Open murphy214 opened 6 years ago
@murphy214 nice speedup! I like that it still uses the to_json() method of the dataframe where appropriate for JSON serialization and list comprehension. How much memory does this approach consume versus the baseline method, which operates on one row in the data frame at a time in memory?
I'd have to profile it, as I'm not sure what exactly is going on with underlying dataframe methods but I think it would be a pretty safe assumption that the memory implications of this implementation are at least equal to the size of the geojson file itself as it is allocating the entire geojson string for all the features in memory.
That being said if you run into issues with the geojson file size in memory your most certainly going to have much more issues with the underlying dataframe that its derived from in memory. (i.e. if were having memory issues it shouldn't be represented in a dataframe period it needs to be taken into an out of memory structure)
pandas rule of thumb: have 5 to 10 times as much RAM as the size of your dataset - Wes Mckinney
I guess to conclude you will see a memory spike but it should be a lot less than the underlying dataframe it represents (I'd think) and for most use cases won't matter (IMO).
I agree with you @murphy214 re: using an out of memory structure for larger dataframes.
Let's perform some quick tests to see what the real world memory impact is, i.e. does this effectively double/triple/etc. the memory-needs of a dataframe. My main concern here is that a dataframe could comfortably fit into memory, but may require several multiples of that memory footprint to hold an additional in-memory dictionary in geojson format.
One approach here could be to slice a dataframe into chunks of 1k rows at a time, and run through a loop of each chunk in-memory then write to file. That would also open up the opportunity to multithread the DF -> geojson operation to one chunk per thread, if the I/O speed to write each feature to disk is the bottleneck.
If you pull together the numbers for ☝️ @murphy214, please open a PR. Would love to see the speedup of this magnitude!
it might also be helpful to take a look at the geopandas package.

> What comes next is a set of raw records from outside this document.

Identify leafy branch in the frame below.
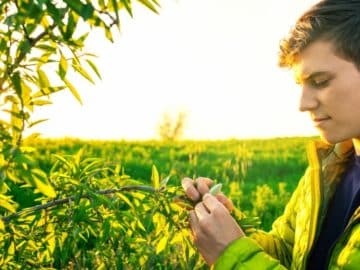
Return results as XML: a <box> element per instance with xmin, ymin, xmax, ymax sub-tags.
<box><xmin>2</xmin><ymin>185</ymin><xmax>158</xmax><ymax>224</ymax></box>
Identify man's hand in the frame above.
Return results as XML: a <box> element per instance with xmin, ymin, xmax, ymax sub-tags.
<box><xmin>189</xmin><ymin>193</ymin><xmax>245</xmax><ymax>265</ymax></box>
<box><xmin>181</xmin><ymin>177</ymin><xmax>234</xmax><ymax>211</ymax></box>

I'm using geodataframes quite often for quick inspection of results.
Hey this should probably be a pull but some of the point simplification I'd guess from the geojson package does made it to much of pain to write tests. Anyway heres a file that implements df_to_geojson in effectively the exact same way but much faster (I think)
Nothing crazy is being done here just utilizing pandas methods to create the geometry string and then to_json off the dataframe for our properties wrapped in a list compression. Anyway I figure it could be useful at least to look at.